Will Donald Trump Be the American Deng Xiaoping?

To mention Donald Trump in the same breath with Deng Xiaoping — the man who led China out of the Dark Ages of the Great Leap Forward and the Cultural Revolution and into the modern world — sounds ludicrous on its face. And to a great degree it is. Deng, after all, is — not just arguably, but actually — the man who personally is responsible for improving more human lives than anyone in history, lifting hundreds of  millions of Chinese out of abject poverty and undoubtedly saving untold millions from starvation by upending Maoism. (Historians believe Mao was responsible of 45 million deaths during the four years of the Great Leap Forward alone.)

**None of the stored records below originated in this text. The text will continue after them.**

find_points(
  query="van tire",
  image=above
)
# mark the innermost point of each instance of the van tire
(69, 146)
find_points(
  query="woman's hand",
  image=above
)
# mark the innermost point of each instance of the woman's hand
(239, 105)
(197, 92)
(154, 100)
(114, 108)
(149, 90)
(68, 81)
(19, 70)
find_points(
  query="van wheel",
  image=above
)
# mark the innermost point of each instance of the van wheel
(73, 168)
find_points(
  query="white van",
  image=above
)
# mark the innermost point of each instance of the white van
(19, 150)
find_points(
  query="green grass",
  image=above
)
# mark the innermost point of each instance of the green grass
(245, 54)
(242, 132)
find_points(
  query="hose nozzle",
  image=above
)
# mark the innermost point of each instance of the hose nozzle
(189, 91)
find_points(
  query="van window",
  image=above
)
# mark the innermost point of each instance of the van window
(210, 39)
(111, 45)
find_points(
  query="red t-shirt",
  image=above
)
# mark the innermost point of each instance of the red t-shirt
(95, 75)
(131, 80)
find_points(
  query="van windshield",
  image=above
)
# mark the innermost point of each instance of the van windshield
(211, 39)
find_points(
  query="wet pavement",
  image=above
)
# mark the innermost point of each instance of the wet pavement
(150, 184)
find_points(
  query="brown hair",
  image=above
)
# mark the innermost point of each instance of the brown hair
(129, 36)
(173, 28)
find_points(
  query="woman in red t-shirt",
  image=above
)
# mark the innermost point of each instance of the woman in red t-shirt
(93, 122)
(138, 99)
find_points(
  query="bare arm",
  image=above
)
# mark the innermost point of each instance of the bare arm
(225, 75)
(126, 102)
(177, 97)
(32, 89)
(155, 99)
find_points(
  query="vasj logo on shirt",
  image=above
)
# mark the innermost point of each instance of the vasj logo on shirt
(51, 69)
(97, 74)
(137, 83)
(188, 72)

Deng, like all of us, was not perfect, but he clearly had a political genius and incredible courage in his ability to battle and ultimately defeat the monolithic power of  Mao Zedong, who had jailed him and had his son pushed out a window (the son has spent the rest of his life as a paraplegic). It's the stuff of great novels. (Yes, I realize Maoism still lingers in China, but, as I mentioned, nothing's perfect.)

Back in 1961, at the height of Mao's reign and three years before the publication of the Chairman's Little Red Book, Deng slyly and metaphorically attacked the ideological rigidity of communism with one simple statement (dare I call it a tweet?  If so, it was the most potent tweet of all time): "I don't care if a cat is black or white, so long as it catches mice."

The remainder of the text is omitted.